Cela peut aussi nous aider dans des temps d’épreuves ?
Christophe André : Oui. Ce que permet la pleine conscience, c’est de désobéir à son pilote automatique et de cultiver une autre façon de réagir. Pour renforcer cela, il faut s’entraîner à vivre l’instant présent, pas uniquement quand les choses sont agréables, mais aussi lors de petites contrariétés.
S’interroger sur l’état dans lequel cette contrariété nous met, sur notre envie de réagir. On donne de l’espace à la souffrance au lieu de la chasser ou la contenir. Plus on le fait, plus on va muscler sa capacité à répondre différemment aux moments de détresse. Et à ce moment-là, la pleine conscience permet de faire un choix. Qui peut être celui de l’acceptation. Je ne parle pas de soumission, mais de la capacité à se dire : OK c’est ainsi. Qu’est-ce que je peux faire avec cela ? Et prendre le temps de décider.

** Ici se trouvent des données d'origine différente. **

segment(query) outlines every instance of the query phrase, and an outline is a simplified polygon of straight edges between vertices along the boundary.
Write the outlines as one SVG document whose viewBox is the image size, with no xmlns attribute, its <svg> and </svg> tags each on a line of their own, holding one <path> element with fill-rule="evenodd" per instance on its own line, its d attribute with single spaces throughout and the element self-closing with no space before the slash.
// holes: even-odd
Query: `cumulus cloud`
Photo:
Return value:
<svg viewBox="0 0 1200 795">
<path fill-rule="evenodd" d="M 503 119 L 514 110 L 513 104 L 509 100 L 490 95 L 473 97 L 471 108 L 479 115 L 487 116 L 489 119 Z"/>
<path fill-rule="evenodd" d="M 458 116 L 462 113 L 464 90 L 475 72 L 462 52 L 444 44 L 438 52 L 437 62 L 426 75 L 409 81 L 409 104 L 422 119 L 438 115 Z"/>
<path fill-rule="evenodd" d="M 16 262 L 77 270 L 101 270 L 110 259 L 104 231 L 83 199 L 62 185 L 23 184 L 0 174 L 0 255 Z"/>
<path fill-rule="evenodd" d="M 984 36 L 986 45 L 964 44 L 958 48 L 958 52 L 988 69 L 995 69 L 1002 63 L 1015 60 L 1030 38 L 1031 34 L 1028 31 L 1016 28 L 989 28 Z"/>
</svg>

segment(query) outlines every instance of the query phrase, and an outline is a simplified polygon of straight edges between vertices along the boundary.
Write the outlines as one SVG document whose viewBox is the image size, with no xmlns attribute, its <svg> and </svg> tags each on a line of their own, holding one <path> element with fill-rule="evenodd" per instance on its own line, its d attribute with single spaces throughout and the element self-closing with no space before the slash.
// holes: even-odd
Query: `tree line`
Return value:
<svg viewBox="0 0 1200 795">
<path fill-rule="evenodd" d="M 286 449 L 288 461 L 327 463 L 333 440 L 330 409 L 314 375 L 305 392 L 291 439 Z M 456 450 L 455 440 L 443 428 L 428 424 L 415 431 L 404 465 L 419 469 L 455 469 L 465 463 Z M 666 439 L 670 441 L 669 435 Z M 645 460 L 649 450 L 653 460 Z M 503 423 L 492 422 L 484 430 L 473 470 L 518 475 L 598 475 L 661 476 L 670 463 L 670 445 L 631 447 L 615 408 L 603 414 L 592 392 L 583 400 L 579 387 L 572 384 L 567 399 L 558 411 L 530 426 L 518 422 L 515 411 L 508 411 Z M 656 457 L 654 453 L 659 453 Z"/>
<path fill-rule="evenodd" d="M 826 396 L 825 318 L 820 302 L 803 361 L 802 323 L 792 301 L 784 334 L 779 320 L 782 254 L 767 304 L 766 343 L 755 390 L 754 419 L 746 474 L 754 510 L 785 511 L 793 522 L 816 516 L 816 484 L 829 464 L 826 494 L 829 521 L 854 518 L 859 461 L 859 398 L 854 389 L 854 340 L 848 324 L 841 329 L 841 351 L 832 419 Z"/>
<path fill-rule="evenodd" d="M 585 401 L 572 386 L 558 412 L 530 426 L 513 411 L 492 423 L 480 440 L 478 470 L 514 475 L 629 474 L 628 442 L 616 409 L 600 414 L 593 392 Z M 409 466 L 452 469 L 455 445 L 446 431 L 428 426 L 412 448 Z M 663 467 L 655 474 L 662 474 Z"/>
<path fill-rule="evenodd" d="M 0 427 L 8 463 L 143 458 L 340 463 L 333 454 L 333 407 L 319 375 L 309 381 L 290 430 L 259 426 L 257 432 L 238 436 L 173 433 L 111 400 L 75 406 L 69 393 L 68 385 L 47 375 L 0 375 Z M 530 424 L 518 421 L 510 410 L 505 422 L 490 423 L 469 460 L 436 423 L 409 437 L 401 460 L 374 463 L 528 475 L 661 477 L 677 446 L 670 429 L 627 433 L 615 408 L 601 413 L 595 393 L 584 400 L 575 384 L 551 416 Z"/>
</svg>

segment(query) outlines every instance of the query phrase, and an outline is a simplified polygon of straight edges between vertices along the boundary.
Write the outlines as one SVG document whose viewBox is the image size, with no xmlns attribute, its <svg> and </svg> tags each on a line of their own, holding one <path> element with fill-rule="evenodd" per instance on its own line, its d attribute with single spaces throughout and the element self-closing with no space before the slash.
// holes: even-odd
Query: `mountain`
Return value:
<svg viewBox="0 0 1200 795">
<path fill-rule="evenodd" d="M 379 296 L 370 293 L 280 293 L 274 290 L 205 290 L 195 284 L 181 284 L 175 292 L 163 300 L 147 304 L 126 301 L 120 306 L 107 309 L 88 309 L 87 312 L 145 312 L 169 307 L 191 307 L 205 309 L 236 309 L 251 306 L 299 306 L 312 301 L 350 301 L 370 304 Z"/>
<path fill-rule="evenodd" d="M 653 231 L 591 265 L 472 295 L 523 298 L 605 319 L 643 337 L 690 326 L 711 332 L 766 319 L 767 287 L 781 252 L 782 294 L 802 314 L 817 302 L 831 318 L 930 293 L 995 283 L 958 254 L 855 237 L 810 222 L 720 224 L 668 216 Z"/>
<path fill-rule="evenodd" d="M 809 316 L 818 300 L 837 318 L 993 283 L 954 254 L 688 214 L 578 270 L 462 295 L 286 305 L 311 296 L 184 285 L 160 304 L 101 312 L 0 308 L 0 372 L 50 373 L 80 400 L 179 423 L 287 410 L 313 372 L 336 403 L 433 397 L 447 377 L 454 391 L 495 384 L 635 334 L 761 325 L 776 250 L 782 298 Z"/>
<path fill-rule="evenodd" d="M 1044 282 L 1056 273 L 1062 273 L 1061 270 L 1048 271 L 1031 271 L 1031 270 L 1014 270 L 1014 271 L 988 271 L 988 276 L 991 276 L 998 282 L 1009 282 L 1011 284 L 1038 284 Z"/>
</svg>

Dans votre livre, vous expliquez que la pleine conscience a bouleversé votre vie. Comment ?
Christophe André : En tant que psychothérapeute, j’ai été transformé par les thérapies comportementales que j’ai pratiquées tout au long de ma vie. J’étais un grand timide qui n’osait pas s’affirmer ! Mais les approches méditatives m’ont appris une autre façon d’entrer en contact avec ma fragilité émotionnelle afin de ne plus être dans le contrôle. J’aspirais à plus de sérénité intérieure, un état plus doux et profond.
Et la méditation a été pour cela une incroyable découverte. Je pouvais progresser en acceptant les choses pour ce qu’elles sont et en m’organisant à partir de ce constat. Cela correspondait à l’époque où je suis devenu père. La parentalité a été pour moi, un événement encore plus transformant que la vie de couple ! Cela m’a fait prendre conscience de deux choses essentielles : la notion d’exemplarité – je ne pouvais pas transmettre à mes filles le goût du bonheur si je n’étais pas moi-même fondamentalement heureux. Et l’importance de profiter du moment présent. La pleine conscience m’a aidé à vivre cette aventure de la parentalité de façon plus heureuse, plus savoureuse, en me disant sans cesse : je fais de mon mieux.